Daniel Johnston: Artistic Vice (1991)
That preface aside, Artistic Vice comes about as close as any of his records to holding up strictly on its own merits, skewed post-punk DIY pop that is only a few degrees removed from, say, Jonathan Richman or the early Violent Femmes. With the assistance of an actual backing band, the material is aesthetically far more approachable than his earlier bedroom recordings, almost alt.rock radio friendly at times, but still leaving Johnston's voice relatively unvarnished (in contrast to some later works). And much of it is genuinely heart-warming and life-affirming if you're willing to drop your defenses.

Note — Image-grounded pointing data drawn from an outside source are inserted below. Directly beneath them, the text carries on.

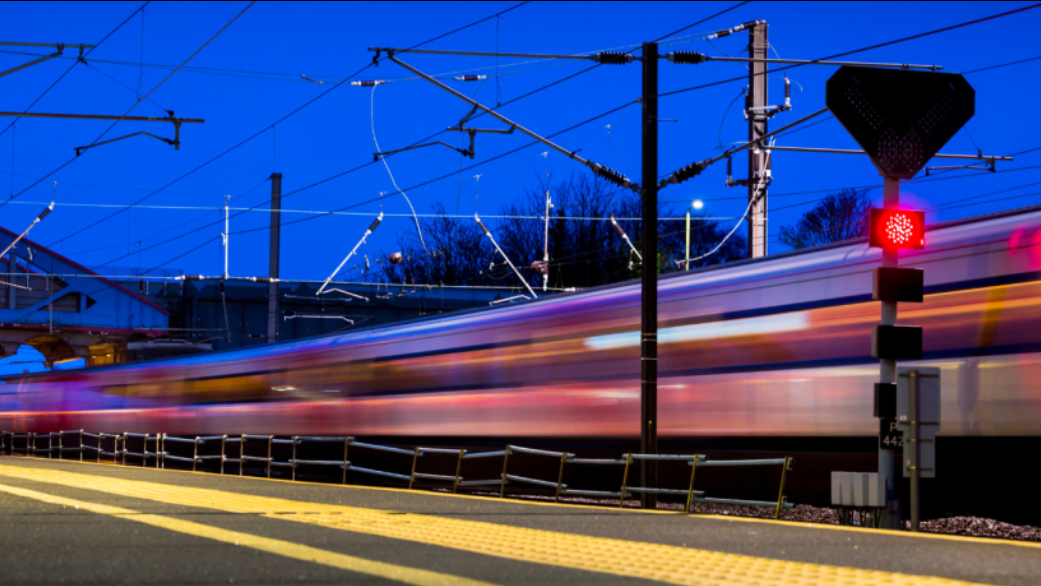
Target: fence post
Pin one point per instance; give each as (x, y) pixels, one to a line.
(625, 479)
(415, 458)
(224, 456)
(690, 490)
(506, 459)
(784, 475)
(270, 438)
(295, 457)
(455, 485)
(560, 477)
(347, 447)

Lead-off track "My Life Is Starting Over" is a veritable call to arms, Johnston in a chipper mood as he rollicks through a 50s-styled Chuck Berry tune that still sounds like the whole thing could very well collapse about mid-song. "Easy Listening" falls just shy of earnest power pop, but for the waver in Johnston's voice; the comparable "Hoping" gets the same job done in under a minute; and "Tell Me Now" again sees Johnston turning to classic 50s rock tropes to ground his unorthodox music in a more traditional setting. Stand-out "Honey I Sure You Miss You" seems a near-perfect merger between Johnston's raw soul-baring and a veneer of indie pop sugar.
Of course, there are still plenty of more stripped-down songs where you see the troubled Johnston alone in his basement with his guitar, like the moving ode to his muse "Laurie," not to mention a number of songs tapping into his fixation on Casper, the Friendly Ghost; but the ramshackle, down-home band backing (still a long way from polished rock & roll) makes this a much less emotionally grueling journey than much of his other work.